Right now, you are hogging the system. Your MEMORY ACCESS is not your
problem, but the HUGE REDUNDANT LOADING is contribution to other
factors that will cause more paging and slow downs.

--
HLS
From: Hector Santos on
Peter Olcott wrote:

> The next question is an attempt to see if we can agree on
> anything or that your mind is stuck in refute mode. Please
> do not avoid this question, please answer this question.
>
> Given (as in Geometry) as an immutable premise (to be taken
> as true even if it is false) that my process takes
> essentially ALL of the memory bandwidth, then within the
> specific context of this immutable premise (to be taken as
> true even if it is false) could adding another such process
> speed things up or would it slow them down?


This is all based on an erroneous flawed premise that your CPU usage
is all based on MEMORY ACCESS which is completely FALSE.

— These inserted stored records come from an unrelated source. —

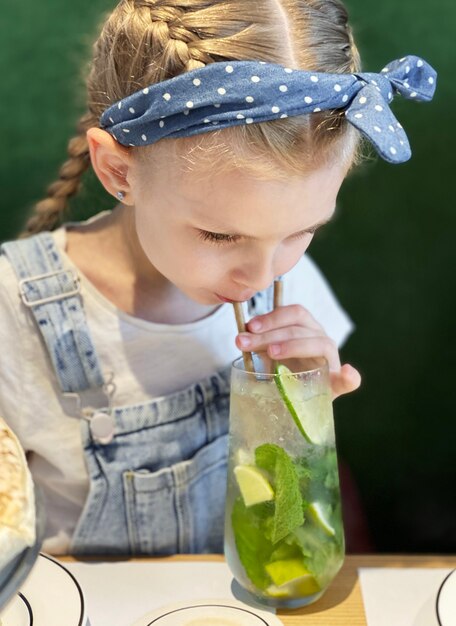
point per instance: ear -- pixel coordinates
(111, 162)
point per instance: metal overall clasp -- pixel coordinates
(101, 421)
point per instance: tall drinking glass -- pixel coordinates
(284, 539)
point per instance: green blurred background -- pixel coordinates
(389, 254)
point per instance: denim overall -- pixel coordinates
(158, 487)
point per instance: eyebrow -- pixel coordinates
(235, 233)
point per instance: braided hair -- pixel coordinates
(146, 41)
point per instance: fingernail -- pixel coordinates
(255, 325)
(244, 340)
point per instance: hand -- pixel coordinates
(291, 332)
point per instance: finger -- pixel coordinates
(346, 380)
(291, 315)
(251, 341)
(311, 347)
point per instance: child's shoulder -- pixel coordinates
(8, 279)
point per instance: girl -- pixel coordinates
(225, 129)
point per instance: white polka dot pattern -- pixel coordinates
(247, 92)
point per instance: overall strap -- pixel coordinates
(51, 292)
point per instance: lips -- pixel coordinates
(242, 298)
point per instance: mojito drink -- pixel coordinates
(284, 538)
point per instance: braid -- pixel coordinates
(48, 212)
(143, 42)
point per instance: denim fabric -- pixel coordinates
(224, 94)
(60, 320)
(159, 486)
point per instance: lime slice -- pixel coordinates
(313, 415)
(255, 488)
(298, 588)
(319, 514)
(291, 578)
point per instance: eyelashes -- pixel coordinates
(221, 238)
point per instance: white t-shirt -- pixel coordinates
(148, 360)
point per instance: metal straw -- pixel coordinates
(247, 356)
(278, 291)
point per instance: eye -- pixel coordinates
(206, 235)
(304, 233)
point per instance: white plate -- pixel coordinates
(209, 613)
(54, 595)
(446, 601)
(18, 612)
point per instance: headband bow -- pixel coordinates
(226, 94)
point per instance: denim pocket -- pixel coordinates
(179, 508)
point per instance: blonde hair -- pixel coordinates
(146, 41)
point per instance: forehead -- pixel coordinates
(224, 196)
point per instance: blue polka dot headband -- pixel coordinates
(244, 92)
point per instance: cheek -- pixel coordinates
(289, 254)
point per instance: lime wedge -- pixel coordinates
(319, 514)
(297, 588)
(312, 415)
(291, 578)
(286, 570)
(254, 486)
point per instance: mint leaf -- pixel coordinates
(253, 547)
(288, 513)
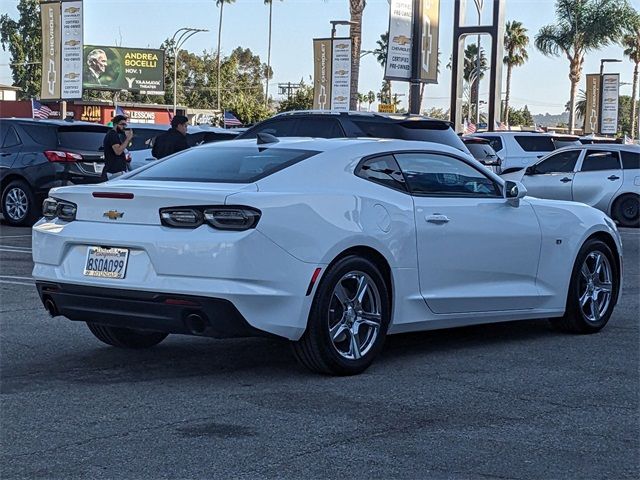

You thinking is based on that erroneous idea that you have 100%
exclusive access to memory which you don't and NEVER will, that your
single process thread is always 100% active state (Running) which is
FALSE. A thread has the following states:

- Processor State: Ready, Standby, Running
- Global States: deferred ready, waiting

Your single thread process will *never* be in a running state. That
is where your FLAW thinking starts!

However, if there is no one around to do work, then you have a
"observed measurement" of 100% running state with 100% CPU usage.

You are hogging the CPU.

> This does not occur on my quad-core machine. I consistently
> get every bit of all of the CPU cycles of a single core.


Are you saying your process never gets preempted? That its already in
a running state? that the CPU hardware issued QUANTUM does not apply
to your process?

I asked you for your context switch count which you didn't provide
before, what was it? ZERO?

--
HLS
From: Geoff on
On Sun, 21 Mar 2010 00:16:08 -0500, "Peter Olcott"
<NoSpam(a)OCR4Screen.com> wrote:

>Given (as in Geometry) as an immutable premise (to be taken
>as true even if it is false) that my process takes
>essentially ALL of the memory bandwidth, then within the
>specific context of this immutable premise (to be taken as
>true even if it is false) could adding another such process
>speed things up or would it slow them down?
>

A thread is not a process.

>> What I am saying is this, suppose you have 10 lines of DFA
>> C code, the compiler creates OP CODES for these 10 lines.
>> Each OP CODE has a fixed frequency cycle. When the
>> accumulated frequency reaches a QUANTUM (~15ms), you will
>> get a context switch - in other words, your code is
>> preempted (stop), swapped out, and Windows will give all
>> other threads a change to run.
>
>This does not occur on my quad-core machine. I consistently
>get every bit of all of the CPU cycles of a single core.

The other three cores sit idle.
You are getting 100% use of 25% of the machine capacity.